No, Jones and Gillan, you feeble-minded sycophants, no: Swansea’s promotion is BAD FOR WALES.   The bottom-line £80 million they will pocket, plus the obsessive attention that the Welsh media will give to their every tweaked hamstring, will render Wales’ own struggling pyramid even more invisible than usual and bring about a grotesque distortion found nowhere else on the planet whereby the all-time accumulated entire revenue of every single Welsh pyramid club (currently there are 930) will be less than one club’s income in one season.  These are not Swans; these are cuckoos in the nest.

But the cringeworthy Welsh establishment is unanimous, and you will not hear a word of dissent against the prevailing orthodoxy (except in this blog, natch).  Running against the tide of nearly a century of gradually increasing Welsh autonomy, the self-satisfied, unregulated, elitist blazerati of Welsh sport are the last bastion of old, colonial Wales.

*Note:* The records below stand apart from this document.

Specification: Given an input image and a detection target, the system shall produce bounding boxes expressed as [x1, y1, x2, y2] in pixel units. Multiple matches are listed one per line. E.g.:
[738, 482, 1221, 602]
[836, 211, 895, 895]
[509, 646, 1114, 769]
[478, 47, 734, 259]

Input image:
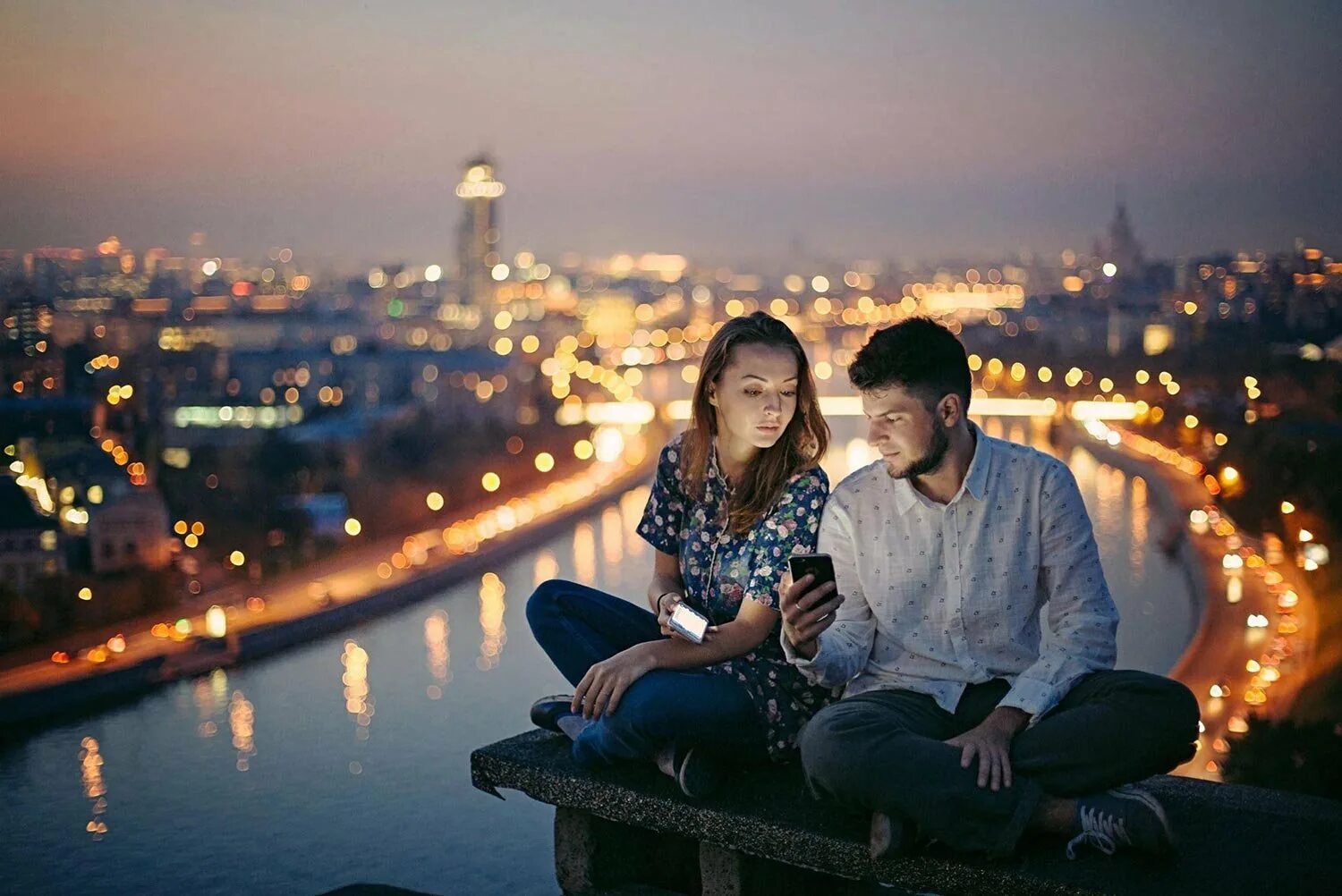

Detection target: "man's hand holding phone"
[780, 554, 843, 660]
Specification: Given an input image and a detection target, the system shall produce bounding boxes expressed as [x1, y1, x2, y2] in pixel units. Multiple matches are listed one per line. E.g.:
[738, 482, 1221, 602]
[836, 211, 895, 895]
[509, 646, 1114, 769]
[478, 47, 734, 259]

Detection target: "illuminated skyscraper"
[456, 156, 506, 303]
[1108, 199, 1143, 278]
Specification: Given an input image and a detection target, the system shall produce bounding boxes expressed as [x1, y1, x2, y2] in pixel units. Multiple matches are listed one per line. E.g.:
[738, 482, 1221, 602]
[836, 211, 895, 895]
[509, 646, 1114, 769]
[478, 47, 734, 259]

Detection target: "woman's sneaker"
[1067, 785, 1175, 858]
[657, 746, 724, 799]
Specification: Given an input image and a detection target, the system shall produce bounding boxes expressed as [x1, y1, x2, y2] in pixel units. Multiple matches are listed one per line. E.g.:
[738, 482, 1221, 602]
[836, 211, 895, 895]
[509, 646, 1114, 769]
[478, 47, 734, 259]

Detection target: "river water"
[0, 418, 1196, 896]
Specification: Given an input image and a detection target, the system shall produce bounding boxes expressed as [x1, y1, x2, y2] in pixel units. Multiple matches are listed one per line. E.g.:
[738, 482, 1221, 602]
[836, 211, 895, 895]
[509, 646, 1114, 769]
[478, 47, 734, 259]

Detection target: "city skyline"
[0, 3, 1342, 265]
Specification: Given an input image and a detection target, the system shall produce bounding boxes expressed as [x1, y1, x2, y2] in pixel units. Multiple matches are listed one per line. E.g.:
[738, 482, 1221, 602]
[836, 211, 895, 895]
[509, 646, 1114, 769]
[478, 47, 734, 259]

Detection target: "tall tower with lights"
[456, 156, 506, 305]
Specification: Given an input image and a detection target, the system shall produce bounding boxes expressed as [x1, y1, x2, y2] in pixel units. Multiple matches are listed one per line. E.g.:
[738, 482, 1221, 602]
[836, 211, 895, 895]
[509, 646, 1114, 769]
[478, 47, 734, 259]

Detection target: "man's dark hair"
[848, 318, 971, 413]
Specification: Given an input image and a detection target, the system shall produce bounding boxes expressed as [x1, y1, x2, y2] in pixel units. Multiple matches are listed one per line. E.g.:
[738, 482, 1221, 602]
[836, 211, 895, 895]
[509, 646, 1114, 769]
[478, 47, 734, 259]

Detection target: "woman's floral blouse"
[639, 436, 837, 761]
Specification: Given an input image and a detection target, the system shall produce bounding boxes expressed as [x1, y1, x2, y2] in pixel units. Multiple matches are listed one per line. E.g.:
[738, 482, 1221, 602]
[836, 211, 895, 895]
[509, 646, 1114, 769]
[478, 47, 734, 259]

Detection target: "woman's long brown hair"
[681, 311, 829, 536]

Their unceasing efforts pull in the opposite direction, towards erasing Wales as a practical entity by rendering the parts greater than the whole: only here could the bizarre perversion happen of Wales being a ‘minor county’ feeder for Glamorgan in cricket – try to get your head round England as Surrey’s second XI.  The Swansea board, rather like the Glamorgan board, the Sport Wales quango and the Media Wales and BBC Wales sports departments, is stuffed with archetypal provincial snobs, naffly apeing the ways of the presumed important from anywhere but their own patch.  Now they have ushered in a new deformity to humiliate Wales: Swansea City striving to represent England in Europe.  Wouldn’t it be interesting if the jack-offs qualified for the Europa League in 2012 and drew a real Welsh club – I wonder who Carwyn Jones and Cheryl Gillan would support then?